Yan Hongchao, Sun Jieyun
Department of Obstetrics and Gynecology, The Affiliated Hospital of Xuzhou Medical College, Xuzhou, Jiangsu 221002, P.R. China.
Biomed Rep. 2013 May;1(3):375-378. doi: 10.3892/br.2013.86. Epub 2013 Mar 22.
WW domain-containing oxidoreductase (WWOX) is a newly identified tumor suppressor gene that is associated with abnormal DNA methylation. The aim of this study was to evaluate the methylation status of CpG islands in the WWOX gene promoter region in cases of epithelial ovarian cancer and explore the correlation between the methylation status of the WWOX gene CpG islands and clinicopathological indices in patients with epithelial ovarian cancer. The methylation status of the WWOX gene CpG island was evaluated by methylation-specific polymerase chain reaction (MSP) in 48 patients with epithelial ovarian cancer, 18 patients with borderline epithelial ovarian tumors, 26 patients with epithelial benign tumors and 33 patients with normal ovarian tissues. Results showed that the rates of CpG island methylation in the WWOX gene promoter region in epithelial ovarian cancer tissues, borderline ovarian tumor tissues and benign ovarian tumor tissues were 43.75, 26.32 and 3.84%, respectively. The WWOX gene CpG islands were not methylated in normal ovarian tissues. The rate of CpG island methylation in epithelial ovarian cancer tissues was higher than that of other ovarian tissues and these differences were found to be statistically significant (P<0.01). The rate of CpG island methylation in the WWOX gene promoter region in late-stage (stage III and IV) epithelial ovarian cancer tissues was higher than that of early-stage (stage I and II) epithelial ovarian cancer tissues, and these differences were found to be statistically significant (P<0.05). In conclusion, epithelial ovarian cancer tissues showed CpG island hypermethylation in the WWOX gene promoter region, which may be an important mechanism leading to WWOX gene inactivation. Atypical methylation of WWOX gene is associated with the formation and progression of epithelial ovarian cancer, rendering it a potentially important indicator in the early diagnosis and prognosis of epithelial ovarian cancer.

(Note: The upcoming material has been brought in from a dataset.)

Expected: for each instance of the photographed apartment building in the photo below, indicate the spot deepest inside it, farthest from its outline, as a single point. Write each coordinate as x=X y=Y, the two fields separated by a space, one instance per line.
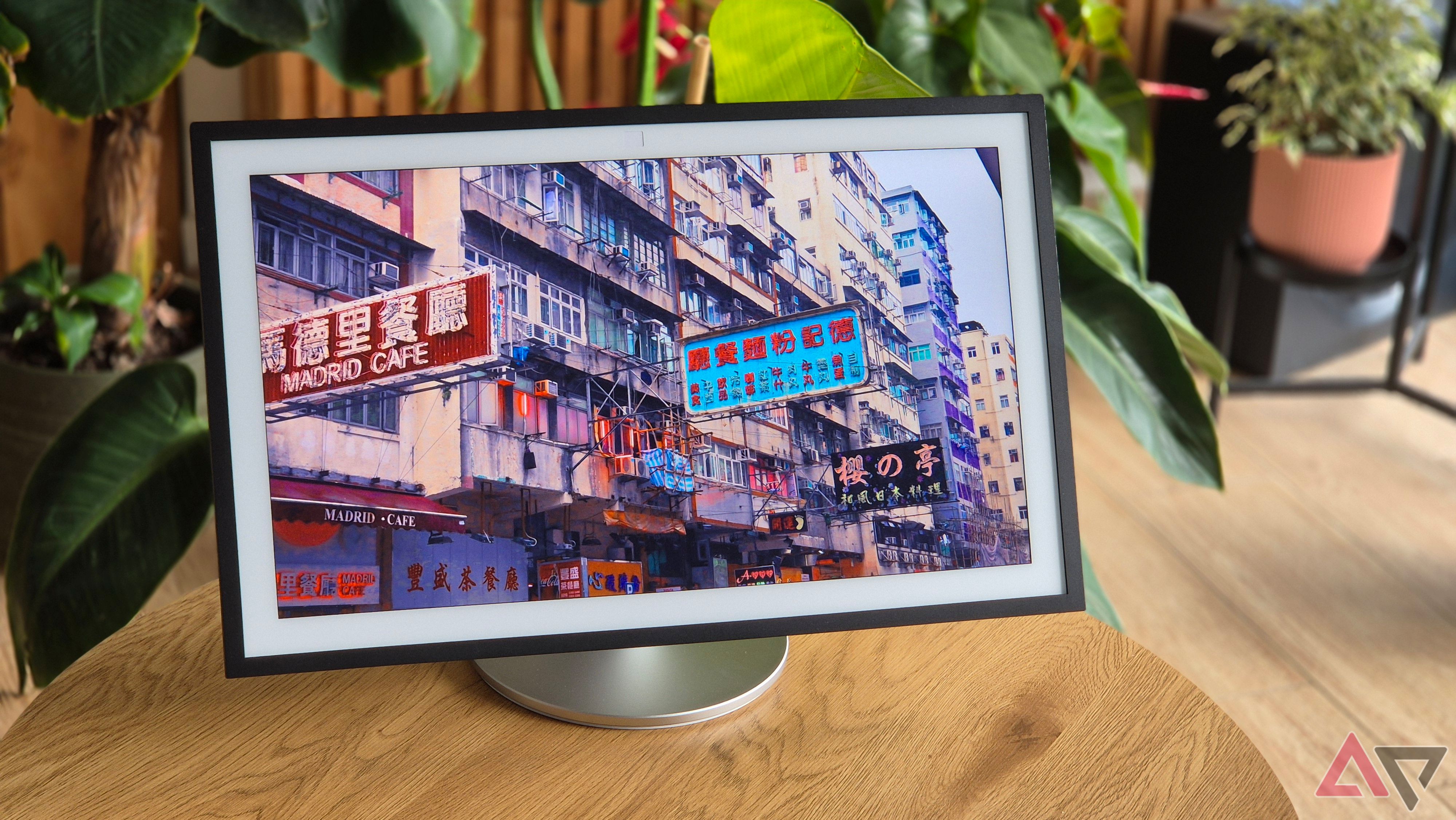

含WW结构域的氧化还原酶(WWOX)是一种新发现的抑癌基因,与DNA甲基化异常有关。本研究旨在评估上皮性卵巢癌患者中WWOX基因启动子区域CpG岛的甲基化状态,并探讨WWOX基因CpG岛甲基化状态与上皮性卵巢癌患者临床病理指标之间的相关性。采用甲基化特异性聚合酶链反应(MSP)对48例上皮性卵巢癌患者、18例交界性上皮性卵巢肿瘤患者、26例上皮性良性肿瘤患者和33例正常卵巢组织患者的WWOX基因CpG岛甲基化状态进行评估。结果显示,上皮性卵巢癌组织、交界性卵巢肿瘤组织和良性卵巢肿瘤组织中WWOX基因启动子区域CpG岛甲基化率分别为43.75%、26.32%和3.84%。正常卵巢组织中WWOX基因CpG岛未发生甲基化。上皮性卵巢癌组织中CpG岛甲基化率高于其他卵巢组织,差异有统计学意义(P<0.01)。晚期(Ⅲ期和Ⅳ期)上皮性卵巢癌组织中WWOX基因启动子区域CpG岛甲基化率高于早期(Ⅰ期和Ⅱ期)上皮性卵巢癌组织,差异有统计学意义(P<0.05)。综上所述,上皮性卵巢癌组织中WWOX基因启动子区域呈现CpG岛高甲基化,这可能是导致WWOX基因失活的重要机制。WWOX基因的异常甲基化与上皮性卵巢癌的发生和进展相关,使其成为上皮性卵巢癌早期诊断和预后的潜在重要指标。